RSAセキュリティが解説

認証方式は一長一短、「安全性と利便性で評価を」

2009/03/03

 RSAセキュリティは3月3日、認証技術に関する勉強会を開催した。この中で、同社のマーケティング統括本部 プロダクトマーケティングマネージャーの水村明博氏は、複数の認証方式を紹介、比較し、「安全性と利便性の面から評価すべき」と述べた。

 利用している人を特定する「ユーザー認証」はセキュリティの根幹をなす要素の1つだ。PCへのログインやインターネットサービスへのアクセス時など、さまざまなシーンで認証を行うことになる。だが仮に認証が破られ、他人によるなりすましが行われると、重要なデータがのぞき見や流出といったリスクにさらされる可能性がある。また、インターネット上の決済で悪用されれば、金銭的被害を被る恐れもある。

rsa01.jpg RSAセキュリティ マーケティング統括本部 プロダクトマーケティングマネージャー 水村明博氏

 認証の手段として最も広く利用されているのが、文字列を組み合わせた「固定パスワード」だ。だが水村氏は、固定パスワードは解析・推測が容易であり、安全性という面では危ないと指摘する。「それではとパスワードを長くしたり、数字や大文字小文字を取り混ぜたりすると複雑になり、覚えられないためメモに書いて残すことになるが、そうすると漏えいのリスクが生じる。パスワードを忘れたユーザーからの問い合わせが増え、管理面で忙殺されるという問題も生じる」(同氏)。

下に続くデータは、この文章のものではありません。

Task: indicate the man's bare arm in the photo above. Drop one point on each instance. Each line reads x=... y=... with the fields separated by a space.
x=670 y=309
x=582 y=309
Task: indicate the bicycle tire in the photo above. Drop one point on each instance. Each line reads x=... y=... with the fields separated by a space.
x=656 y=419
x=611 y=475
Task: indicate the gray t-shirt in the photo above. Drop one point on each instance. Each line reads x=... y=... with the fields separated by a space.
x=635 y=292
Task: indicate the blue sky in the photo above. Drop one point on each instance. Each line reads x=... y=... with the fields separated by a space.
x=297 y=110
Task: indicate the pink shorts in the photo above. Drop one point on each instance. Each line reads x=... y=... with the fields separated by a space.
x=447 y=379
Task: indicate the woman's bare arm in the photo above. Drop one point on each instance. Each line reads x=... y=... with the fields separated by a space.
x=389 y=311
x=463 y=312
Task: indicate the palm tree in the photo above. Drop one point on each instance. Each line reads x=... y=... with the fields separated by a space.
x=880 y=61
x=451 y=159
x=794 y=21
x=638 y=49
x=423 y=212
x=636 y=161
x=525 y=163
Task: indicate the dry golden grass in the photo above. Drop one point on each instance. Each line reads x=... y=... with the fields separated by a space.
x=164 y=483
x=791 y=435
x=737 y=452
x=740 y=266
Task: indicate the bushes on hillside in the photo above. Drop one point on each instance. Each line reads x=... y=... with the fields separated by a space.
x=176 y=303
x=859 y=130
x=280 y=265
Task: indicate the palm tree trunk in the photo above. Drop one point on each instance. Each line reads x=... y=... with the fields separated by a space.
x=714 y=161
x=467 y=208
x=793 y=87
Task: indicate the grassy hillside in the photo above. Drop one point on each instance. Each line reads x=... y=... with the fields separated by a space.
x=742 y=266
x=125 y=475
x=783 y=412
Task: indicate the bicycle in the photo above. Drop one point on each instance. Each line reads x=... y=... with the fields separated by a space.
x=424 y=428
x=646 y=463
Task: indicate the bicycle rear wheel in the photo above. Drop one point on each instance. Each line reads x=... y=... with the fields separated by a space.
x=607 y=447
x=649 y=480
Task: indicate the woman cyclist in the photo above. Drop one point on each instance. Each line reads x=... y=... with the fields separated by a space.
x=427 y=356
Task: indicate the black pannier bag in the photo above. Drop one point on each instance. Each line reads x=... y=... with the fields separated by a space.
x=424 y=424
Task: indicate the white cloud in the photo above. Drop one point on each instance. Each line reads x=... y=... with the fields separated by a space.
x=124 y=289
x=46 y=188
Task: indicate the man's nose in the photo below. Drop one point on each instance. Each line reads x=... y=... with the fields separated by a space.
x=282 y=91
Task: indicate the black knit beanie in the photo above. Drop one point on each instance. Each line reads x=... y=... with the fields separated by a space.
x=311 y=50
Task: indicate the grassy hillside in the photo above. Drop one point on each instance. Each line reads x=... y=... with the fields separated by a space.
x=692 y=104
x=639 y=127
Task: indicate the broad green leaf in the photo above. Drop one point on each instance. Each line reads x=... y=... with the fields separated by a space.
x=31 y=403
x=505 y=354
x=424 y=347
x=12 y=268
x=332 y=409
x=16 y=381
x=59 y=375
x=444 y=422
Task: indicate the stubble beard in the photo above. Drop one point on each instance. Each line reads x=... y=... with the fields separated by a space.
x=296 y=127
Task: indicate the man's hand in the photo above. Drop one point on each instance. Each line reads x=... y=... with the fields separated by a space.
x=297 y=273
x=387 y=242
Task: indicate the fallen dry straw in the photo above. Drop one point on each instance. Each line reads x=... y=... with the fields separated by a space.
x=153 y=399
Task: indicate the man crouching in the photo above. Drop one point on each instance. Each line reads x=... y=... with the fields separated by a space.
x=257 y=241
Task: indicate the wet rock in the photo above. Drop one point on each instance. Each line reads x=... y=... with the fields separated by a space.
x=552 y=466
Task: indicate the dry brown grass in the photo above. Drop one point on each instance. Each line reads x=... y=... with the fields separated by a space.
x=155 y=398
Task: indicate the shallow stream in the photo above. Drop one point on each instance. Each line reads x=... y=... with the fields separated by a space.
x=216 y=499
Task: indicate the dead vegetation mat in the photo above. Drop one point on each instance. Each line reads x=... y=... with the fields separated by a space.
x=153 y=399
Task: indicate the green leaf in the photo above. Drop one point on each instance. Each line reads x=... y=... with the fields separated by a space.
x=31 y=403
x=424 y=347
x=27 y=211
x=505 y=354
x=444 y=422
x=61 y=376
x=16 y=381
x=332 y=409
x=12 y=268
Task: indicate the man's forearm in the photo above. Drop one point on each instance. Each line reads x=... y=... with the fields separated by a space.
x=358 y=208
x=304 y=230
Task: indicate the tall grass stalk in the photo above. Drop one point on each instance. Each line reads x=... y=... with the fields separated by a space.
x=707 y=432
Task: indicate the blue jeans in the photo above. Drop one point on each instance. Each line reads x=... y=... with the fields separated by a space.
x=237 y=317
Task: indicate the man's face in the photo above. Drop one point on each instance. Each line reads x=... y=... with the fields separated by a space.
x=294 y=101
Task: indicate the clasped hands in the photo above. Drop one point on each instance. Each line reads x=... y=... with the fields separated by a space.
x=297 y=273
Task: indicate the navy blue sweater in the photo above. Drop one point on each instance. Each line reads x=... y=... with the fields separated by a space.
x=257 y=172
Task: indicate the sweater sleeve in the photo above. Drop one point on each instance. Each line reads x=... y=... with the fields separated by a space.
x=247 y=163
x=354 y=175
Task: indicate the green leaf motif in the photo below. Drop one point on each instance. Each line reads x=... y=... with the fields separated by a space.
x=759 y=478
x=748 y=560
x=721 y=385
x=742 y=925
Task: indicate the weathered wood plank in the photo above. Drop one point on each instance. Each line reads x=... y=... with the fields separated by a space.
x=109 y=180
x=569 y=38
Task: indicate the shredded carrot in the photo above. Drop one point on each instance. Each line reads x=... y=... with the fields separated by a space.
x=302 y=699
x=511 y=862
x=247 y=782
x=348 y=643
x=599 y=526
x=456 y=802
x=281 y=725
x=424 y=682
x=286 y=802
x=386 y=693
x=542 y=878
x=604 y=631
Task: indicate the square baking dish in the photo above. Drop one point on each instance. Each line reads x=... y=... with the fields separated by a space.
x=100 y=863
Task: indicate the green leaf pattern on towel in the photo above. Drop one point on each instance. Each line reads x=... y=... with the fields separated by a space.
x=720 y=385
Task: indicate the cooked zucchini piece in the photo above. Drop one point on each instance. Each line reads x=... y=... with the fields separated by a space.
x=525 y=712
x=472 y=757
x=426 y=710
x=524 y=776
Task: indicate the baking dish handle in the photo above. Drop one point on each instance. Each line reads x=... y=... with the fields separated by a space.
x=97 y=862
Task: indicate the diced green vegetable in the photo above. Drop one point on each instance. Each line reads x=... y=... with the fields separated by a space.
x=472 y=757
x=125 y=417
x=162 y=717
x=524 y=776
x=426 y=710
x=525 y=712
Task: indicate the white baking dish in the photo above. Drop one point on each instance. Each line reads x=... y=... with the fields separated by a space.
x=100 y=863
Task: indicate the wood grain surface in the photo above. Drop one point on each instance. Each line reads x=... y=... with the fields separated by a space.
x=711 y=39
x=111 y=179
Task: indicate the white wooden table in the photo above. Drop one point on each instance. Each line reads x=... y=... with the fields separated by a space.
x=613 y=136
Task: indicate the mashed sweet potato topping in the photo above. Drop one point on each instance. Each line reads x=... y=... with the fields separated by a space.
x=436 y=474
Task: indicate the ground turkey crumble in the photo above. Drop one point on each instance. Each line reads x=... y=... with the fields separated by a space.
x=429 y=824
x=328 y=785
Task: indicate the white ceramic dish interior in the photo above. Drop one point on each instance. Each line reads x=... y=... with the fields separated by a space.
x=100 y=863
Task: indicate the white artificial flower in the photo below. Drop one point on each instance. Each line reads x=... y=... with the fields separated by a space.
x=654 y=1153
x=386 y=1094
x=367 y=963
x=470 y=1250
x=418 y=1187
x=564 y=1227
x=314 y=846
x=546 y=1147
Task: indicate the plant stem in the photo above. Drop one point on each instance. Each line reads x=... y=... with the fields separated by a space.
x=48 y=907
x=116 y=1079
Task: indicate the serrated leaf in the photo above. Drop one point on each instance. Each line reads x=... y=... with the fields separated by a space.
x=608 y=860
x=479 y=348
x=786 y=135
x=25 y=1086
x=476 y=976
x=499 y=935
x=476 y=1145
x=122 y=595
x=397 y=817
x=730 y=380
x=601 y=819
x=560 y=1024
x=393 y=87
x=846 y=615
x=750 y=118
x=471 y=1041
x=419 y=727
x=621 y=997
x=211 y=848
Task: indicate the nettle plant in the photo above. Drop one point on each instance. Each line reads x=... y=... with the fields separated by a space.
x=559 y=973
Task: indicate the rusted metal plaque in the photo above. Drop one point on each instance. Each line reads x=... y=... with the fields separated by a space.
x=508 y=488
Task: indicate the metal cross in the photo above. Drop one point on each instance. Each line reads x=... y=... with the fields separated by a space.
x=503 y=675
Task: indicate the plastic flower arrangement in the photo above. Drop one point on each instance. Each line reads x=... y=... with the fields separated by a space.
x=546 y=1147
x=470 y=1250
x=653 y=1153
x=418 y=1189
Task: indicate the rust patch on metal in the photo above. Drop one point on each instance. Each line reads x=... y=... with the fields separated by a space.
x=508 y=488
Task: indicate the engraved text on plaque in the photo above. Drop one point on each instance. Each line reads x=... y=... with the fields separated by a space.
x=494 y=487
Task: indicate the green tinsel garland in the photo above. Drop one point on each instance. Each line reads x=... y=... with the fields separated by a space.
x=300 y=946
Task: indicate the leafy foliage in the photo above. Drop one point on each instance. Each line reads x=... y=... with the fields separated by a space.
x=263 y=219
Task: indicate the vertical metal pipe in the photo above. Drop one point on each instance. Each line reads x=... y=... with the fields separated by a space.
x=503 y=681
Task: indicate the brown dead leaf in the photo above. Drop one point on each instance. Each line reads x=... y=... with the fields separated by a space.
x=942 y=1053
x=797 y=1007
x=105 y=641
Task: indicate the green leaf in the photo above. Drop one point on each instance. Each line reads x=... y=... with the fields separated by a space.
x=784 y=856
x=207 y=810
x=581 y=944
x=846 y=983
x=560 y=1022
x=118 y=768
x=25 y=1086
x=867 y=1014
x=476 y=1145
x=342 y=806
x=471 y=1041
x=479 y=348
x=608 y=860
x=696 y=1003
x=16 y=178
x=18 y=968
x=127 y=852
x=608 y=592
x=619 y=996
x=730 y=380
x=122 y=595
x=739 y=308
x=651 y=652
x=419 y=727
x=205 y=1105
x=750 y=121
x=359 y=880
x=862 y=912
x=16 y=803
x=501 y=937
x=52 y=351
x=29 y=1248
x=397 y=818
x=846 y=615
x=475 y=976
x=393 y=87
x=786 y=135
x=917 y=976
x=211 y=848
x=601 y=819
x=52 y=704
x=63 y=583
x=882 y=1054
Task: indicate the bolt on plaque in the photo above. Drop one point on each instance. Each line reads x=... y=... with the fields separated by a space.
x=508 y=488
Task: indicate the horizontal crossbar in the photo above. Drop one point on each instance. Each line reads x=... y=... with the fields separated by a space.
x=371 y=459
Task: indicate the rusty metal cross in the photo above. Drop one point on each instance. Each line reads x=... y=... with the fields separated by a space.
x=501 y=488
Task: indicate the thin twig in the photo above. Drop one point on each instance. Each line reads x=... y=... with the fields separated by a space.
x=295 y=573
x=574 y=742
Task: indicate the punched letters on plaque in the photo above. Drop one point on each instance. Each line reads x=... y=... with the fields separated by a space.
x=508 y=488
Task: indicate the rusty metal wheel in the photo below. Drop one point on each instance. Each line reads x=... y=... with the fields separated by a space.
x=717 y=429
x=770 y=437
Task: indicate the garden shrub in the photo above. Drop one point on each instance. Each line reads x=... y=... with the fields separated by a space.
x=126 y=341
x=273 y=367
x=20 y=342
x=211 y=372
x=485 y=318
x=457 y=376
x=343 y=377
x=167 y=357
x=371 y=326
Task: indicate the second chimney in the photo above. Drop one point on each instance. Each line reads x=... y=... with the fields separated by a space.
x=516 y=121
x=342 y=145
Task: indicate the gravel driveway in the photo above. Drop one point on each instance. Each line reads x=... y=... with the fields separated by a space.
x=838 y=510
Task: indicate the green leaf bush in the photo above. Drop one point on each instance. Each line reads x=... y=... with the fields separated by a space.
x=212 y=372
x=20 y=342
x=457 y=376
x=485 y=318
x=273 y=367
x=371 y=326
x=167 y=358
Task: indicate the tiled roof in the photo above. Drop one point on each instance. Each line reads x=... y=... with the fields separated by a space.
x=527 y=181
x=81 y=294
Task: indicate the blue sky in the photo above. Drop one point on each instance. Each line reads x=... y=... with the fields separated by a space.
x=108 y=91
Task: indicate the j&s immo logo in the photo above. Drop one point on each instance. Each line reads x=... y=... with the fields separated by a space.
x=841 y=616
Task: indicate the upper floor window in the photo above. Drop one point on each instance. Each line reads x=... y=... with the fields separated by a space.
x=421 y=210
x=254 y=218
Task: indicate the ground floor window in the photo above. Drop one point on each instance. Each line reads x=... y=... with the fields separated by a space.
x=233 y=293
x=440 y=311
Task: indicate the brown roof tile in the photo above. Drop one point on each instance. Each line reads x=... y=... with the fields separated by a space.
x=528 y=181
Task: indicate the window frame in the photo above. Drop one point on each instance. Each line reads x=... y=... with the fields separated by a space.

 オンラインバンキングサービスなどで広く使われているのが、乱数表を用いる「マトリクス認証」だ。これは直感的に利用でき、ユーザーにとっての使いやすさという面では優れているが、強度面で難が残るという。また、マトリクスはWeb上に表示させることが多いため、サーバの連携などでシステムが複雑になりがちという面もあると述べた。

 強度という面で有力視されるのは生体認証(バイオメトリクス認証)だが、生体情報は重要な個人情報に当たると感じ、登録に抵抗を感じるユーザーもいるという。また、PKI(電子証明書)を用いた認証は極めて安全性の高い仕組みだが、システムが複雑になる場合がある。ワンタイムパスワードトークンは、実質的に固定パスワードとの組み合わせとなるため強力だが、紛失や置き忘れが生じた場合は不便を被る。

 もう1つの認証手法が「リスクベース認証」だ。これは、利用者の環境や行動パターンを分析し、リスクを判定して必要に応じて認証を課す手法だ。「東京の端末から昼間にアクセスすることが多いはずのユーザーが、ある日、海外の端末からアクセスしてきた」など、普段と異なるパターンでアクセスしてきた場合、追加の認証を行うことで安全性を高める。ただ、例外的な手続きを取る場合、ユーザーは追加認証に必要な答えを記憶しておく必要があるため、「あれ、何を登録しておいたかな?」と頭を悩ませる可能性もあるという。

 いずれにせよ、認証方法を選択する際には、のぞき見や盗聴などさまざまなリスクに対抗する「安全性」、そしてエンドユーザーとシステム部門、両方にとっての「利便性」という2つの相反する要素に留意する必要があると水村氏は述べている。